If your company had unresolved weaknesses in 2019, you can expect these to gain momentum in 2020.
You can expect weaknesses to significantly challenge your risk management program, strain your resources and distract attention from other key activities.
You’re not off the hook if you’ve invested in a risk management program. In fact, even though most financial institutions have made this investment, we still see weaknesses resulting from one or more of these common, and often governance-related, pitfalls:
- Programs that were built in siloes with fragmented governance
- Inconsistent and insufficient communication across first, second, and third line of defense risk leaders and managers
- Lack of accountability that policies, processes and systems are implemented effectively and adhered to for all bank material products
- Minimal integration of strategic planning and risk management across risk types and functions
- Unclear expectations for escalation, root cause analysis, remediation and validation
- Informal, inconsistent or misunderstood definitions and taxonomies
If you encountered these pitfalls in 2019, be assured that they will undercut any investments that your organization makes in its risk management program in 2020. They’ll also leave you vulnerable to time-consuming, costly and distracting regulatory scrutiny.
Worried about risk management governance vulnerability as you head into 2020? Evaluate your program against these principles:
1. Your board and senior leadership are evolving their governance roles
- There is cultural recognition that continuous improvement applies as much to risk governance as it does to operational performance.
- Your board has approved the risk management policies, processes and systems established by senior management.
- Risk management policies have been tied to your financial institution’s risk appetite and strategic plan.

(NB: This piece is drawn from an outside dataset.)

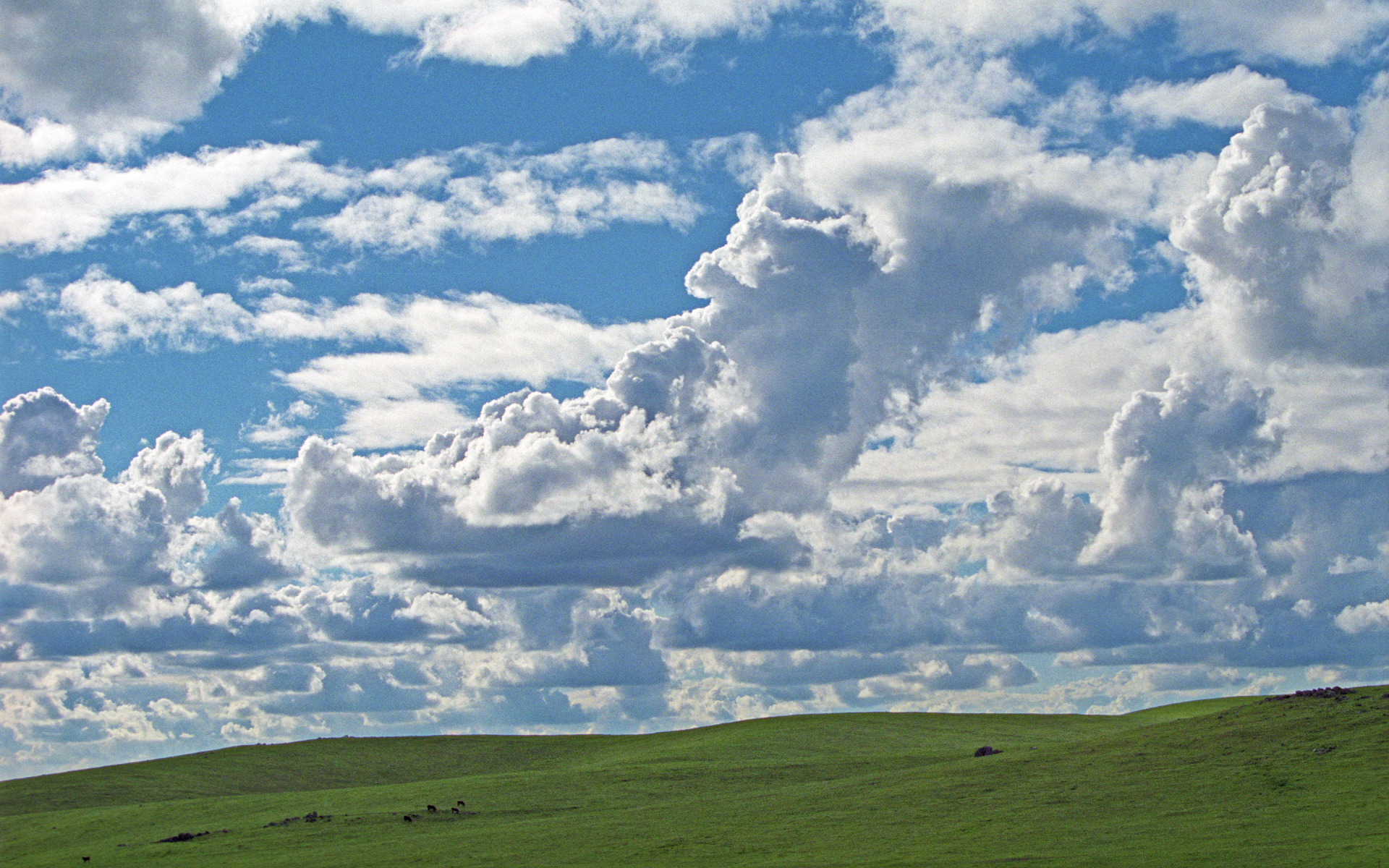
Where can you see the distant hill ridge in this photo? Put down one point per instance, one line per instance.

2. Program expectations and accountabilities that are communicated to staff result in an authentic risk management culture
- Roles, responsibilities and accountabilities are understood across the organization.
- Employee performance is measured against these responsibilities.
3. Integrated and effective governance structures ensure objectivity and consistency
- Established committees which are composed of a cross-section of the organization allowing for independence and objectivity.
- Meaningful risk topics, from emerging risks to validation of closed issues, are regularly discussed, addressed, and documented.
4. Dedication to critical governance routines show adherence to the culture of risk
- Communication which flows both horizontally and vertically and includes the escalation of both good and bad news.
- Clear expectations as to how exceptions are to be analyzed, remediated and validated.
Matching your current environment to the principles above gives you a holistic assessment of your risk management governance and allows you to identify which actions your organization needs to take to strengthen your risk management program in the new year.
Be prepared for pressure testing in 2020 — invest for the future
Whether preparing for an economic downturn, meeting changing customer needs, or implementing data and technology initiatives, your risk management framework and governance effectiveness will be pressure tested in 2020.
Acting on weaknesses uncovered by your assessment is just the first step to shoring up your cross-risk governance integration. You’ll also need an action plan and must manage its execution (no small task).
To achieve the best practices associated with your company’s size and complexity, find a trusted partner with proven expertise in risk management frameworks at both the macro, (i.e., governance) and the micro (e.g., control-specific) levels.